Tokyo-based Banyu Pharmaceutical Co. has received a letter from a shareholder, London-based Elliott Advisors, about the deal, company spokeswoman Kazuko Kamiya said Thursday.

New Jersey-based Merck is seeking to buy the 49 percent of Banyu it does not own and make the company its largest wholly owned subsidiary outside the United States. Merck’s offer expires March 6, Kamiya said, refusing to reveal details of the letter Banyu received Wednesday.

A Wall Street Journal report Wednesday quoted a fund manager at Elliott Advisors as saying opposition to the deal represents 20 percent of the shareholders, enough to block the deal.

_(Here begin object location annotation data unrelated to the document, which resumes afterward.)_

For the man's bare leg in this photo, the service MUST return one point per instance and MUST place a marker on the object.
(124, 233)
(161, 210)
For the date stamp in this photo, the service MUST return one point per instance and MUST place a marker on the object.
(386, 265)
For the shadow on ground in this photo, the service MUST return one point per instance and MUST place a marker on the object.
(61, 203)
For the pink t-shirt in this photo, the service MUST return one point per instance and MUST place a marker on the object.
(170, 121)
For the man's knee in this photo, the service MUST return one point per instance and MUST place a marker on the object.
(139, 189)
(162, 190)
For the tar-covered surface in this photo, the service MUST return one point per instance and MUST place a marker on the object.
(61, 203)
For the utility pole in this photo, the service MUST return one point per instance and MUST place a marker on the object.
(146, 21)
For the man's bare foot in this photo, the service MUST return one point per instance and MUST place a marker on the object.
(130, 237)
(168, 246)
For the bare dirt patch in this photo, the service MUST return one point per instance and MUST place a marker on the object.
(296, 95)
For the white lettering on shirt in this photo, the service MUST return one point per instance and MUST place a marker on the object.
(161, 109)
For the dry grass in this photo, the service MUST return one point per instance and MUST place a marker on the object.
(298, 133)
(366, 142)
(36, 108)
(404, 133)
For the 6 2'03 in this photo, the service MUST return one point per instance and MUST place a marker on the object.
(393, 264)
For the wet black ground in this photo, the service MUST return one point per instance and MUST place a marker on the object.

The newspaper said fund managers consider Merck’s offer as too low because Banyu’s shares were driven to a seven-year low before the deal’s announcement, largely because of a dispute over royalties with Merck.

And Banyu has been criticized for not having hired a financial adviser to evaluate Merck’s offer before its board voted to support the deal, the newspaper said.

Tetsurou Kobayashi, a Banyu spokesman, told the Journal the company sought legal advice and consulted a ``financial expert.″ He declined to name the expert.